The Interesting and Storied History of IBEW Local 567
The International Brotherhood of Electrical Workers Local 567 was organized in July 1915.
Earlier that year, an IBEW organizer named Mr. Leach, from Philadelphia, visited the one-room shop of John Bangs and Harry Meserve, who had just started an electrical business on Portland Street. Leach approached them about the possibility of starting a union in Portland.
The two men discussed the opportunity and began to seriously consider the benefits associated with creating an IBEW Local.
Roughly a month later, Bangs contacted other interested parties and told them Mr. Leach was coming back to Portland and requested to meet with the group.
Upon his return, the group met with Mr. Leach for several hours, as he elaborated on the purposes of unionism and the benefits to be derived. After his talk, the group decided it was worth trying to organize in order to gain the possible benefits.
With no funds available, the first meeting was held at Miller’s Hall, located across the street from the present Central Fire Station on Congress Street.
Edward S. Boulos
John A. Olsen
Leonard A. Libby
Financial Secretary and Treasurer
Philip V. Libby
Fred W. Waterman
John H. Bangs
Harry R. Meserve
The beginning of IBEW Local 567
Much of the credit for actual organization beyond the nucleus of the original workers goes to John Fennel of IBEW Local 103 in Boston, as he took a great interest in the foundation and progress of Local 567. Fennel was an excellent recruiter, firm in his dealing with employers and wise in his counsel. He spent many long hours in the members’ company, discussing conditions, writing agreements and preparing policies. The IBEW lost a real friend when Fennel unexpectedly passed away.
During the early years, union membership could mean immediate discharge, therefore membership was kept strictly confidential.

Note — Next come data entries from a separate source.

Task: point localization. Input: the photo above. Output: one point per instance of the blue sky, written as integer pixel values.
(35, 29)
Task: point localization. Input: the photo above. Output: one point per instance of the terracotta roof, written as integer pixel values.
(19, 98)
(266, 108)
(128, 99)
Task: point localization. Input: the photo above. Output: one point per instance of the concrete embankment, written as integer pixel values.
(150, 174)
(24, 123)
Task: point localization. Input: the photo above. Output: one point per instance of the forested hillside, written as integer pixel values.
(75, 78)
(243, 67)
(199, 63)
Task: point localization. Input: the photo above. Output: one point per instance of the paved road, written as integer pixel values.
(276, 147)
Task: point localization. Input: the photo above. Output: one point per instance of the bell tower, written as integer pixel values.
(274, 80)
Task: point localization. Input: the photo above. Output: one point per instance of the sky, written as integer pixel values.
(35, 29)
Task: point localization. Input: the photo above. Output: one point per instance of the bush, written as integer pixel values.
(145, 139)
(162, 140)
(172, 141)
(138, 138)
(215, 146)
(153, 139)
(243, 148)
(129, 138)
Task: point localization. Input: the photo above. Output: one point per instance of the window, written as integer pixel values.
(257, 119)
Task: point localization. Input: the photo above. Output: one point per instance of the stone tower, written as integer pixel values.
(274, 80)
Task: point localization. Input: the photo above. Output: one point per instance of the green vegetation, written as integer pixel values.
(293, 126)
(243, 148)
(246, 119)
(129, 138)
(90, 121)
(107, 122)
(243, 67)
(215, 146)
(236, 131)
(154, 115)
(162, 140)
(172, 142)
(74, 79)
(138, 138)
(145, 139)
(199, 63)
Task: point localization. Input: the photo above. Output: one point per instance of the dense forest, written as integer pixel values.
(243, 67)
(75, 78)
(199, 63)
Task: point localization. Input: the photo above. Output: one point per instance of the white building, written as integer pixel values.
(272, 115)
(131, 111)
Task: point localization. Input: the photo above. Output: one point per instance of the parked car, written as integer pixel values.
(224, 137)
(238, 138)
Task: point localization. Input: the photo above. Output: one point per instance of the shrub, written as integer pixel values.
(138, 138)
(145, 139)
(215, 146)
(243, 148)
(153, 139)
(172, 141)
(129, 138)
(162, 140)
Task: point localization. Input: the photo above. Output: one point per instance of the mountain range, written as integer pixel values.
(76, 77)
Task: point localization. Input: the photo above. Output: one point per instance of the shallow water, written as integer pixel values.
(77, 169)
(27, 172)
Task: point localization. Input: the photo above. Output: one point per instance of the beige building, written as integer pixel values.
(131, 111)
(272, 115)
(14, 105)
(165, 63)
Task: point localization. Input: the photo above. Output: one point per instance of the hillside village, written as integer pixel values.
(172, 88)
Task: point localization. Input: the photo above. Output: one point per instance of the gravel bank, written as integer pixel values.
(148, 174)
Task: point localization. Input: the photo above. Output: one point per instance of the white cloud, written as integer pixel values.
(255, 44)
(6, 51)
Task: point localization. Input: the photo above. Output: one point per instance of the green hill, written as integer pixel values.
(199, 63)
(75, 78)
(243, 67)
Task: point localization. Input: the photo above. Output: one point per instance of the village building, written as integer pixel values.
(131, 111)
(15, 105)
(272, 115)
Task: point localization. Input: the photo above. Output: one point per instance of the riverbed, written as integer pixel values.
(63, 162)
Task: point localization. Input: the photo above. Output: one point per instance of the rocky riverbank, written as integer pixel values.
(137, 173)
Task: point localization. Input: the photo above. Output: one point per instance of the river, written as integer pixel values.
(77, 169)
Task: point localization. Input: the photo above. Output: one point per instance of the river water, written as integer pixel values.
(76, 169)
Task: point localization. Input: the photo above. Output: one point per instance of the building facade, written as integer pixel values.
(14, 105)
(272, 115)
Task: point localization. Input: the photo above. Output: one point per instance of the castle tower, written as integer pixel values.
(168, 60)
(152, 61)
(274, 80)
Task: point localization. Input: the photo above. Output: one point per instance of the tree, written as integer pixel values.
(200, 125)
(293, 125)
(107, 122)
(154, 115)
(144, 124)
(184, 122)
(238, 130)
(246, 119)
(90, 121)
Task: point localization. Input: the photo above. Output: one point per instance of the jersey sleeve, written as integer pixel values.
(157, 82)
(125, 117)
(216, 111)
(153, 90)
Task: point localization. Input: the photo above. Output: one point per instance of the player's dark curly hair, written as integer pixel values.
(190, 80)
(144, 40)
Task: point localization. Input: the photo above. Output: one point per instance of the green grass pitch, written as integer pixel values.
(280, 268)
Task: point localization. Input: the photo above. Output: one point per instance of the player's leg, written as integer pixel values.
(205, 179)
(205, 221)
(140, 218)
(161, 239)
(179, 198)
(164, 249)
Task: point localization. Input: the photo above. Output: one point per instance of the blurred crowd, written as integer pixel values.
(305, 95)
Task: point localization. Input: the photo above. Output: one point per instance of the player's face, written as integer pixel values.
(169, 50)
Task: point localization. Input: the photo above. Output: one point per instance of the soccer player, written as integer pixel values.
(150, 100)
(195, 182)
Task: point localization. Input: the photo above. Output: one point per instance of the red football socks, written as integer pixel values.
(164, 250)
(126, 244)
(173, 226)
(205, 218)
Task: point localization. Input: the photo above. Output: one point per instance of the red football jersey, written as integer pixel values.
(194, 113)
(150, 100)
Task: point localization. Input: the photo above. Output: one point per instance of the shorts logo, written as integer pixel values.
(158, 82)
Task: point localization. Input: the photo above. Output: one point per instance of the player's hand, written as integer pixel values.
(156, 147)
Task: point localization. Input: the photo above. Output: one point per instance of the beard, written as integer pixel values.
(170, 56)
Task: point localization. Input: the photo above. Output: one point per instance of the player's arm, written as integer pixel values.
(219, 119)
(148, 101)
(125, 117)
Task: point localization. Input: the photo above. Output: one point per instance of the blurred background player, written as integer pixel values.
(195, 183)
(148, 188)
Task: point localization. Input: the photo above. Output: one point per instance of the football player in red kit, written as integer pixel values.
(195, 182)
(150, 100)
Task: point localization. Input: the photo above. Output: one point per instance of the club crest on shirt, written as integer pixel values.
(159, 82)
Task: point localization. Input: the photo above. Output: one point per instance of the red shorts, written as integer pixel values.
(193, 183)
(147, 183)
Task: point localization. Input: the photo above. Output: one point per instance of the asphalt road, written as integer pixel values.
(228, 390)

After several months, the ranks grew to 16 members and they were able to obtain the present Charter, which now hangs in the Local 567 Union Hall.
At this point, the Local had no funds, no permanent meeting place or even a frame for the cherished Charter. The document was rolled up, taken home and brought to wherever meetings were to be held. Finally, a second-hand frame was obtained from Jake Young’s on Temple Street. Eddie Fessenden’s brother–in–law, who was a painter, stripped and refinished it.
It was difficult to enlist new members, but the small core group slowly grew. Negotiations took place after three shops acquired representation.
At the time, top wages for a journeyman were $2.25 per day, and possibly one or two men in a shop, who oversaw projects, received $2.50 per day. The work week was six, nine-hour days, as the 10-hour day had just been discarded.
A committee of five members was appointed by Local 567 to meet with contractors. After some rather fiery sessions, they managed to come to an agreement of $2.38 per hour. Journeymen still had to carry stock, ladders and tools to the job in the rear end of electric cars. The conductors would often scold, then order or kick the men off the cars – ladders and all.
By the late 1940s, a Northern District, called Aroostook, and parts of three other northern counties were added to Local 567’s jurisdiction.
Since the beginning, IBEW Local 567 has been a leader in the electrical industry of Maine and continues to maintain that status. The future is full of promise as long as members can recall the dedication and solidarity of those who went before us. It is that type of resolve that has allowed this local union to grow and enjoy the success we have today.